One of the most important lessons every skilled craftsperson must learn is just because you can doesn’t mean you should. The greatest works of art are exercises in restraint not excess. With the possible exception of tabloid celebrities, the greatest careers and lives exemplify the power of purpose and restraint.
Among the many mind-opening ways of living life by design, not accident, in The Three Boxes of Life, Bolles explains how a sense of mission can inform the thousand and one choices you’ll make in the course of a career and a life:
“There yet remains however, one still deeper answer to the issue of MEANING OR MISSION. That is to find, beyond meaning, some ultimate goal or mission for your life, that drives you on with the kind of sacrificial, burning passion. It is the kind of mission that drove Pasteur, Schweitzer, Einstein and many lesser names. It is the kind of drive that — in any or every profession — distinguishes some men and women from the rest of ‘the common herd.’”

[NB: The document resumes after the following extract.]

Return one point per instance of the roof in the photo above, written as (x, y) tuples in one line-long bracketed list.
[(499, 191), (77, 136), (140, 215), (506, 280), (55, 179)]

The fact that so many businesses responded to the fad of creating a mission statement with platitudes and generalities doesn’t diminish the value of a genuine sense of mission.
Don’t be put off by the lofty overtones of the word, “mission.” While there certainly may be occasions when much is at stake, our mission is no more or less than being able to answer questions like, “Why are you doing this? What do you hope to accomplish?”
Artisan publishing isn’t a shortcut, or a way to get back at a publishing industry that failed to recognize your genius. Like the work of all skilled craftspeople, artisan publishing is a patient, laborious path. It’s not enough to have the skill, the aptitude, or even the inclination to publish your own material. You need to know why, both for your particular project and for you as an individual, the way of the artisan is worth all the time and trouble it will cost you.
A journey of 1000 miles may well begin with a single step, but your chances of completing the roughly 2,000,000 steps that comprise the journey are poor if you don’t know why you’re doing it. There are many poor reasons—one of the worst being because everyone else is doing it—and only a few good ones. The difference is that poor reasons wear away when the going gets tough but good ones will see you through to the end.
No true craftsperson undertakes a work lightly — not because their work has mystical significance but because the hallmark of skill is to act deliberately. In order to act deliberately you need to know why you’re acting: you need to have a sense of mission. Otherwise, you’ll provide yet another confirmation of the old aphorism that if you’re aiming at nothing you’ll hit it.